Und dann kamen die Höhepunkte des Abends: Einmal eine ordentliche Portion Lösungsmittel in die Nase, sehr kräftig, mit einer Fülle an Aromen (darunter eine winzigkleine Prise Rauch), die sich mit drei Tropfen Wasser erst so richtig lösten. Ich war sehr fasziniert, auch von dem kupfergoldenen Farbton, und konnte mir gar nicht so richtig vorstellen, wo ich den Whisky einzusortieren hatte. Und zu meiner und des Liebsten Überraschung stellte sich das als der indische Whisky heraus: Paul John Edited, 46%, ohne Altersangabe (nicht wahnsinnig alt, nach dem Biss zu schließen). Wir hatten vorher noch ein bisschen blöde gescherzt, ob wir es wohl mit Aromen von Koriander und Curryblättern zu tun bekommen, stattdessen gab es einmal Klebstoff, Holz, Rauch und Honig in die Fresse. Tatsächlich sehr angetan.

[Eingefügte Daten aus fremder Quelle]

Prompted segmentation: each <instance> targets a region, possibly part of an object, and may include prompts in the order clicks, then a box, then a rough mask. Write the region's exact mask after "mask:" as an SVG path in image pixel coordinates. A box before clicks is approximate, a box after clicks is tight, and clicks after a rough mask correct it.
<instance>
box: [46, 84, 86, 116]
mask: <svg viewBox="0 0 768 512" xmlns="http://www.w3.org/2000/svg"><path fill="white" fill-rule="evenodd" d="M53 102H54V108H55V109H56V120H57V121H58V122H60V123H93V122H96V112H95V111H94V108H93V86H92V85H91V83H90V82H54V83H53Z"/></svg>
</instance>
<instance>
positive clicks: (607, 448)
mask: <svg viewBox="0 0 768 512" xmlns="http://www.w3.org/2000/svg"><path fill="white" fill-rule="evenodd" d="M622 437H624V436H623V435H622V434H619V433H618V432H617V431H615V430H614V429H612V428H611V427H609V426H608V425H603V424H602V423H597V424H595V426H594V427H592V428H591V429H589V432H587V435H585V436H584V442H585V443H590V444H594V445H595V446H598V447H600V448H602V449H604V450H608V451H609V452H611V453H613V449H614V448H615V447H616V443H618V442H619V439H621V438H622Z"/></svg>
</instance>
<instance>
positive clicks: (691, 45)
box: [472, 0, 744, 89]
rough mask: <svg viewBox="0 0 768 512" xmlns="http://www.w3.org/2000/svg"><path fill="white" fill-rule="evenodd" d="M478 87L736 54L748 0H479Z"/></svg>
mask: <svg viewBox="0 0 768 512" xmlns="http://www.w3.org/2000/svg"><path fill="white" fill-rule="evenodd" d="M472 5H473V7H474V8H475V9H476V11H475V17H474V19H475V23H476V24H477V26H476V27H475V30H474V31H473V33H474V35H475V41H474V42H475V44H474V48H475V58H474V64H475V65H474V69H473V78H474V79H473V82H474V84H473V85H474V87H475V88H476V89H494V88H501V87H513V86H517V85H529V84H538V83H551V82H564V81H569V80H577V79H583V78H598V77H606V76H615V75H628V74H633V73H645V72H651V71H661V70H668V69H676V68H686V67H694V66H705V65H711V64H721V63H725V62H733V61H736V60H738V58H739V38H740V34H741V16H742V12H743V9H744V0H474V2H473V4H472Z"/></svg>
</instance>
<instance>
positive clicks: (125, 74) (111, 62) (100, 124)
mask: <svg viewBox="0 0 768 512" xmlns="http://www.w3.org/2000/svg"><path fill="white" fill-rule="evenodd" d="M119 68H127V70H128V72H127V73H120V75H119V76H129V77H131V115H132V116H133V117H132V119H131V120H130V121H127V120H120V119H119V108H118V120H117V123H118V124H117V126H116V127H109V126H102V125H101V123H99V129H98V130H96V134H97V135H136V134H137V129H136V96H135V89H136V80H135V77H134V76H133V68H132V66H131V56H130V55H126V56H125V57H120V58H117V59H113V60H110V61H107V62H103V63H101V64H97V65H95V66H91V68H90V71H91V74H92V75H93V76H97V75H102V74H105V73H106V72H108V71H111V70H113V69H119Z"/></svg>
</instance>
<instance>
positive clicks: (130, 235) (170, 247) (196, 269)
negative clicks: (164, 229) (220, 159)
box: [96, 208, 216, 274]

Aber nur der Platz zwei des Abends, denn der erste Platz ging nach England: der Cotswolds Single Malt Odyssey Barley. Was für ein toller Whisky, in der Nase schon unfassbar aromatisch, blumig und weich, und am Gaumen dann eine Geschmacksexplosion aus Karamell, Honig, Pflaume und Sherry. So einen netten Whisky hatten wir schon lang nicht mehr im Glas, und dann auch noch aus England! Wir waren völlig angefixt, und offensichtlich nicht nur wir: Man konnte ja während des Tastings mit 10% aufs Whiskysortiment einkaufen, und als wir nachfragten, war der Cotswolds schon weg. War aber egal, wir bestellten ihn nach. Und weil der Paul John noch da war, nahmen wir eben den mit.
Als Trostpreis und Absacker (es hatte natürlich keiner gewonnen, das klappt bei den Tastings nie) gab es für alle dann noch einen Islay Single Malt, den Bunnahabhain Very Cloudy, und das war ein sehr schöner, angenehm rauchiger Abschluss. Beim Whisky gilt ja: Nicht Käse, sondern Torf schließt den Magen.
Auf dem Heimweg merkte ich den Alkohol dann ziemlich, deutlich mehr als normalerweise nach den Tastings (wie gesagt, Note to self, Udon mit Gemüse taugen nicht als Grundlage). Nichtsdestotrotz machten wir noch einen Halt in unserer Lieblingsbar, naja, eine von drei Lieblingsbars (oder vier), für einen Espresso (man soll ja vor dem Whisky keinen Kaffee trinken) und einem Gin & Tonic – den allerdings alkoholfrei. Wir wollten uns schließlich nicht zu viel zumuten.